By many methodological standards, the study, which cost more than $10 million, is quite strong. The use of random assignment of teachers to take up the software or to continue with their regular methods, for example, assures that bias from self-selection did not play a role as it does in many other technology studies. In our opinion, the main weakness of the study was that it spread the participating teachers out over a large number of districts and schools and tested each product in only one grade. This approach encompasses a broad sample of schools but leaves the individual teachers often as the lone implementer in the school and one of only a few in the district. This potentially reduces the support that would normally be provided by school leadership and district resources, as well as the mutual support of a team of teachers in the building.

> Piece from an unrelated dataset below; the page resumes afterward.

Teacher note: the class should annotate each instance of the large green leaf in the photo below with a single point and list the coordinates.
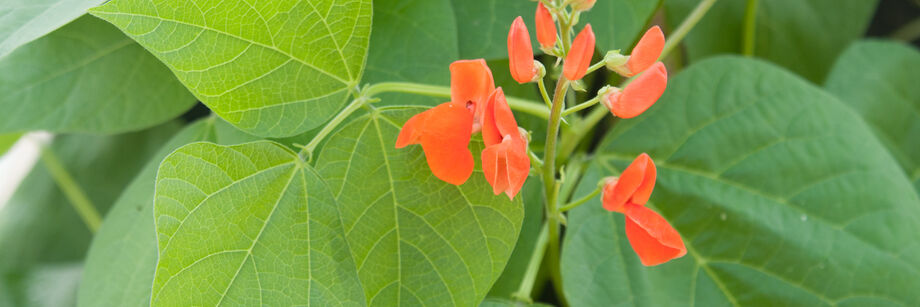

We believe that a more appropriate and informative experiment would focus in the implementation in one or a small number of districts and in a limited number of schools. In this way, we can observe an implementation measuring characteristics such as how professional development is organized and how teachers are helped (or not helped) to integrate the software with district goals and standards. While this approach allows us to observe only a limited number of settings, it provides a richer picture that can be evaluated as a small set of coherent implementations. The measures of impact, then, can be associated with a realistic context.
Advocates for school technology have pointed out limitations of the national study. Often the suggestion is that a different approach or focus would have demonstrated the value of educational technology. For example, a joint statement from CoSN, ISTE, and SETDA released April 5, 2007 quotes Dr. Chris Dede, Wirth Professor in Learning Technologies at Harvard University: “In the past five years, emerging interactive media have provided ways to bring new, more powerful pedagogies and content to classrooms. This study misestimates the value of information and communication technologies by focusing exclusively on older approaches that do not take advantage of current technologies and leading edge educational methods.” While Chris is correct that the research did not address cutting edge technologies, it did test software that has been and, in most cases, continues to be successful in the marketplace. It is unlikely that technology advocates would call for taking the older approaches off the market. (Note that Empirical Education is a member of and active participant in CoSN.)
Decision-makers need some basis for evaluating the software that is commercially available. We can’t expect federally funded research to provide sufficiently targeted or timely evidence. This is why we advocate for school districts getting into the routine of piloting products on a small scale before a district-wide implementation. If the pilots are done systematically, they can be turned into small-scale experiments that inform the local decision. Hundreds of such experiments can be conducted quite cost effectively as vendor-district collaborations and will have the advantage of testing exactly the product, professional development, and support for implementation under exactly the conditions that the decision-maker cares about.